Outro ponto central para os avanços observados nas hortas e roçados das comunidades do oeste paranaense é a proteção do solo. O assessor de projetos da FLD, Erison de Jesus Moreira, que atua junto às comunidades guarani de Santa Helena e Itaipulândia, destaca a importância da cobertura do solo como estratégia para conservar umidade, proteger contra a erosão e manter a fertilidade. “Devido à perda dos territórios, muitos conhecimentos tradicionais foram sendo esquecidos ao longo do tempo, como a cobertura do solo — uma técnica antiga que agora vem sendo retomada pelas comunidades, com o uso de palhadas e folhas”, afirma. O sucesso da técnica é tão evidente que já vem se espalhando por diversos territórios.
Essa visão está alinhada aos princípios defendidos por Ana Primavesi, importante referência da agroecologia no Brasil. Primavesi sempre defendeu que o solo deve ser tratado como um organismo vivo. Em seus estudos, ela demonstrou como a presença de matéria orgânica, o estímulo à vida microbiana e o respeito aos ciclos naturais eram fatores essenciais para manter a saúde da terra e a produtividade agrícola. “O segredo da vida é o solo, porque do solo dependem as plantas, a água, o clima e a nossa vida. Tudo está interligado”, escreveu. Esse enfoque tem sido incorporado ao trabalho do projeto Opaná, em diálogo com os conhecimentos tradicionais das comunidades.

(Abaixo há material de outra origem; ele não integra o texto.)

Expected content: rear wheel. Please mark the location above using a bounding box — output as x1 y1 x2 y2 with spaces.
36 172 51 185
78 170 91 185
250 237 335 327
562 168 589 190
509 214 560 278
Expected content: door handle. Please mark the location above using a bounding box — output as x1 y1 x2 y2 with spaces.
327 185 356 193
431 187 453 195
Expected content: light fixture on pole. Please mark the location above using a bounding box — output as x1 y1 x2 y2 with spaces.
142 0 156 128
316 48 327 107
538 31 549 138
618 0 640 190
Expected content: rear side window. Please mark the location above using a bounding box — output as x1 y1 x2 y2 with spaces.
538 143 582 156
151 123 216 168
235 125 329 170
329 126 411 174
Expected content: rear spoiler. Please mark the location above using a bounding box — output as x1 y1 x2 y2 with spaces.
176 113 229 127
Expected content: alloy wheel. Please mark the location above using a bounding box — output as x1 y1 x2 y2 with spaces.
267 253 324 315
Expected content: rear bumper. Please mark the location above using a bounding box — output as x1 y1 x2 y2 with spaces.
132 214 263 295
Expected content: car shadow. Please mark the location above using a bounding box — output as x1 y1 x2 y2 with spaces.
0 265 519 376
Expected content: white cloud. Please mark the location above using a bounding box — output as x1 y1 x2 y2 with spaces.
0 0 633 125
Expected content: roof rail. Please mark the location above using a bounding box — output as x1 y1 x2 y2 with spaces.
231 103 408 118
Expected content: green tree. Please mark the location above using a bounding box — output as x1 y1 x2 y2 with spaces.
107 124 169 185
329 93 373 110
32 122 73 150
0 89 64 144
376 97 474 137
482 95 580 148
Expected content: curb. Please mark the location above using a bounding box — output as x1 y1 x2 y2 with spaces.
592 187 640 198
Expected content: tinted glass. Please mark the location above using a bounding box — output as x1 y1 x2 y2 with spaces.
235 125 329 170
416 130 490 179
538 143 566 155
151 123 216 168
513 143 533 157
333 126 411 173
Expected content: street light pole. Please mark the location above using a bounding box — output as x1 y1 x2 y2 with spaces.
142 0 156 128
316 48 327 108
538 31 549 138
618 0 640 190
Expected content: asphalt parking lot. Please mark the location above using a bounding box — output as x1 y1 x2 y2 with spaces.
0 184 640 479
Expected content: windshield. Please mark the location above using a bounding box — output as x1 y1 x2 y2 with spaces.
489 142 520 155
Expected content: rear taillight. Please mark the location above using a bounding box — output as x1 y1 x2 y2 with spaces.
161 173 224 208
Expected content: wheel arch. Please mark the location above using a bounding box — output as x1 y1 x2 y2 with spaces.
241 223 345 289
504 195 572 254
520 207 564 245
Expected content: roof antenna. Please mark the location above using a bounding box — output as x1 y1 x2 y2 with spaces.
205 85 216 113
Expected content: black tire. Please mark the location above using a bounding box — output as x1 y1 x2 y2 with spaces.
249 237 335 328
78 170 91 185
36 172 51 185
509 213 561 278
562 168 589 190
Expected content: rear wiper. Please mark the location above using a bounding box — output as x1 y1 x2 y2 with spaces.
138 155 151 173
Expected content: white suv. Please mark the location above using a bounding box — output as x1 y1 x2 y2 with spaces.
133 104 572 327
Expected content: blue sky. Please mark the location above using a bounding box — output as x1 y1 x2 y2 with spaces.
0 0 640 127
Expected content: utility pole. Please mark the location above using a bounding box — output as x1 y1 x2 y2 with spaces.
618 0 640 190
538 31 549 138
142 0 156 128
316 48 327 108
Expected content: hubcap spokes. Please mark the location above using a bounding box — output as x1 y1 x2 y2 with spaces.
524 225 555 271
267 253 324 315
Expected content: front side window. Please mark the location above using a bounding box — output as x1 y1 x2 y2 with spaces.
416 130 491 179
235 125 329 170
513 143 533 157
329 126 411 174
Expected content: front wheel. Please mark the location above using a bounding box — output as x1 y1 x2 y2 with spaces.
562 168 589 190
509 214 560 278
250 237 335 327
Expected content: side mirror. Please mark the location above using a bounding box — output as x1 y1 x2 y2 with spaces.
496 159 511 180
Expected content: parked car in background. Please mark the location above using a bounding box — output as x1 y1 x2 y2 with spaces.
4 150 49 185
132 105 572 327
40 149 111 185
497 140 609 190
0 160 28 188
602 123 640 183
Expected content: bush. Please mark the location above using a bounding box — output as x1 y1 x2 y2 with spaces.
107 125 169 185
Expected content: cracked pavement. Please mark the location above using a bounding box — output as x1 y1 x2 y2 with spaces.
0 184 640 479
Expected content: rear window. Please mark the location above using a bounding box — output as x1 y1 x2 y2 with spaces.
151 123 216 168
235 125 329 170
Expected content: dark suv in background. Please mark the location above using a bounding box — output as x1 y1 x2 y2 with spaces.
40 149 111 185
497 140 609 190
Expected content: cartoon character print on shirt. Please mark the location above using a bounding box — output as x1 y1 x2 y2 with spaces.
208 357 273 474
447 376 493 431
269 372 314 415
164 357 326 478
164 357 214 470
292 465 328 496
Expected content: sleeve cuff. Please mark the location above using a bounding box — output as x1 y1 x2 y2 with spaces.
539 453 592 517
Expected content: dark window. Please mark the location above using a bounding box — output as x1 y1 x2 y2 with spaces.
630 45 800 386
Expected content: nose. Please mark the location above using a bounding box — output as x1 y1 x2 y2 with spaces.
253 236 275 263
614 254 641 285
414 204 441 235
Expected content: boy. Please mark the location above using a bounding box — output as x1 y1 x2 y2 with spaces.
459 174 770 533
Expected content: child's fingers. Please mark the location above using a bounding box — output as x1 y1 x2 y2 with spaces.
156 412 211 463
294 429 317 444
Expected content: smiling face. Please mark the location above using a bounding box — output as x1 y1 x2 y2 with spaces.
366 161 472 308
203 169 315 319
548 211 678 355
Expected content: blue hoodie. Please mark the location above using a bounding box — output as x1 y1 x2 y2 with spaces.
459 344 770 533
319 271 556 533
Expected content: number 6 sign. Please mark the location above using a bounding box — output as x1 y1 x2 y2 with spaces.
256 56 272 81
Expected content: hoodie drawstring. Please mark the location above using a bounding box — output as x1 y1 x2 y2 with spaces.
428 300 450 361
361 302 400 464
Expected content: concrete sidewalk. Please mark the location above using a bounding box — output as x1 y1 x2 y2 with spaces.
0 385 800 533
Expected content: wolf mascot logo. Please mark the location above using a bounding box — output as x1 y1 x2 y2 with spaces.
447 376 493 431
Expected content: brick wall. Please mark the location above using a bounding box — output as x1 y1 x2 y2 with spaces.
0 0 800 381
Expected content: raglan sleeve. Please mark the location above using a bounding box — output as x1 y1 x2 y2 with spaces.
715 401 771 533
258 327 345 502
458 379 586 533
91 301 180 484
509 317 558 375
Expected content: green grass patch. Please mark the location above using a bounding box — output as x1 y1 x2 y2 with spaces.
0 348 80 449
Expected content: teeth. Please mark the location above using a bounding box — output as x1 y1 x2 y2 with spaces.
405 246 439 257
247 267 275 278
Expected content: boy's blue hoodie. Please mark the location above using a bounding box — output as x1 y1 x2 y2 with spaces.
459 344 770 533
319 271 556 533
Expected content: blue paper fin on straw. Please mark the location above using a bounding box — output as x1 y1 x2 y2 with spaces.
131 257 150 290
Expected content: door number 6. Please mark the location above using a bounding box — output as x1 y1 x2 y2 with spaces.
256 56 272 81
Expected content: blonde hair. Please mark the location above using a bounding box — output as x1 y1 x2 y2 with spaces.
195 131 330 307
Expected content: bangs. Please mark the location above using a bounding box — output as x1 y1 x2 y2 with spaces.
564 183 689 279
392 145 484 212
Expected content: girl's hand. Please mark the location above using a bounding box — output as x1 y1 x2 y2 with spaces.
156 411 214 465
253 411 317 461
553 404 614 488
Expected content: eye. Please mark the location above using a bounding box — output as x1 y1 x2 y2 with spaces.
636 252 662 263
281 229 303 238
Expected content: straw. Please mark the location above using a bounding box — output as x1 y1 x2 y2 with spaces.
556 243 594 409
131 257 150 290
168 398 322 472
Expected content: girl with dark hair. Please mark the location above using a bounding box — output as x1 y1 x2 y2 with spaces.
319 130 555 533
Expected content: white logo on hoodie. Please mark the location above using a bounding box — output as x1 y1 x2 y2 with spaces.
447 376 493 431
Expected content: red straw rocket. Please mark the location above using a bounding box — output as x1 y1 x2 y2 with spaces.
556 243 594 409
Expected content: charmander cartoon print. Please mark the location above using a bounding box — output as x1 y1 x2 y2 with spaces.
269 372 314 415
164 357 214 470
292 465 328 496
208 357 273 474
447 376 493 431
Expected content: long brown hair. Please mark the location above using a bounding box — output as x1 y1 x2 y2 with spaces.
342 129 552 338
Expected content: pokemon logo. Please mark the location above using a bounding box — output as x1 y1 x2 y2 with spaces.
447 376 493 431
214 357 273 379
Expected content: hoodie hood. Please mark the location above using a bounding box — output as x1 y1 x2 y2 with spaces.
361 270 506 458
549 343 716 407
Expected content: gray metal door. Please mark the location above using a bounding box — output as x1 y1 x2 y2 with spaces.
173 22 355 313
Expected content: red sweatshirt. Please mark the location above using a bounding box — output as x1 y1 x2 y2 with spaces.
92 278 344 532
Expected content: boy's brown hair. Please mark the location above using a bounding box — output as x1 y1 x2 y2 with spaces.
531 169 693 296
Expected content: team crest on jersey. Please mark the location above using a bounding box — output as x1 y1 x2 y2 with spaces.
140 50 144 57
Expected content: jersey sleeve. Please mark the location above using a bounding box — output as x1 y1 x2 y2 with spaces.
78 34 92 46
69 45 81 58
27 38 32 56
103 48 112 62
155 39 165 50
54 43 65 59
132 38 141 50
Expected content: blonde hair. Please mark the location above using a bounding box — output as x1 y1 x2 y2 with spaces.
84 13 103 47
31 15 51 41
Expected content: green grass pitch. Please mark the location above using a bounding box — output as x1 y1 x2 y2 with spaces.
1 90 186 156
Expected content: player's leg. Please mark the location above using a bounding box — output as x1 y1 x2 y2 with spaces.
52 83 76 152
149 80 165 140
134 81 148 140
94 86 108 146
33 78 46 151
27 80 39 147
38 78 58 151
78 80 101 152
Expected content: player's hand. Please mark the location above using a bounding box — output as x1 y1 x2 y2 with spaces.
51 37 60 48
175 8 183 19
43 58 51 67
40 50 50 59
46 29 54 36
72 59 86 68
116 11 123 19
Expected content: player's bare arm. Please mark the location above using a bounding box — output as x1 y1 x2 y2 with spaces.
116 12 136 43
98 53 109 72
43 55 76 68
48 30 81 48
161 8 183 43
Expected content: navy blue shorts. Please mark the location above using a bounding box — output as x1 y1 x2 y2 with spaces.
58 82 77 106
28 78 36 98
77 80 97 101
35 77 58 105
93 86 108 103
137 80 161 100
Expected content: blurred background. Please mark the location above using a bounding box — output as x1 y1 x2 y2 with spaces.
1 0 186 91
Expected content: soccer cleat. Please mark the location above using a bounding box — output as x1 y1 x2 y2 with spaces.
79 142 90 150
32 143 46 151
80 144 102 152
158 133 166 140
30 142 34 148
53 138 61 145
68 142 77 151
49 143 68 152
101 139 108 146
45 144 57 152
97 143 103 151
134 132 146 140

Outro recurso agroecológico que vem sendo adotado é o uso de biofertilizantes e caldas naturais para o manejo sustentável dos cultivos. Produzidas a partir de ingredientes acessíveis, como esterco, cinzas, plantas medicinais e outros insumos disponíveis no próprio território, essas soluções são ricas em nutrientes e microrganismos benéficos. Além de fortalecerem o solo e as plantas, promovem o controle ecológico de insetos e doenças. “Várias plantas, facilmente encontradas nos territórios indígenas, possuem propriedades benéficas para os cultivos, por exemplo, a calda de mamona, que pode ser usada para controle de formiga, pulgão, cochonilha. O alho, que pode ser usado para fungos de diversos tipos, dentre muitos outros exemplos”, complementa Erison.
No Tekoha Pohã Renda, Agustina Vera Benites tem cuidado da horta com dedicação. Com apoio do projeto, a área plantada aumentou significativamente e hoje ela colhe verduras e legumes para o consumo diário da família. Ela comenta que antes já fazia horta com seu pai, porém agora tem a oportunidade de cuidar de seu próprio espaço. “A gente tem mais comida e mais variedade na alimentação”, relata. Juntamente com sua filha, Alana, elas se dedicam nos cuidados com a horta e também com as árvores nativas plantadas há alguns meses pelo projeto.
O fortalecimento desses espaços de cultivo nos tekohas é muito importante diante da situação de vulnerabilidade enfrentada pelo povo Guarani no oeste do Paraná. Muitas comunidades, além de enfrentarem a insegurança alimentar, estão cercadas por monoculturas que utilizam intensivamente agrotóxicos, expondo diretamente a saúde das famílias e os ecossistemas locais à contaminação, como foi denunciado no relatório publicado pela Comissão Guarani Yvyrupa em 2023.
Agora, no mês de junho, várias comunidades já se preparam para o plantio das ramas de mandioca, um cultivo muito importante dentro da cultura Guarani. Para esse povo, cultivar vai além da produção de alimentos: é também uma prática ligada à resistência, à espiritualidade e à continuidade da luta pelo território.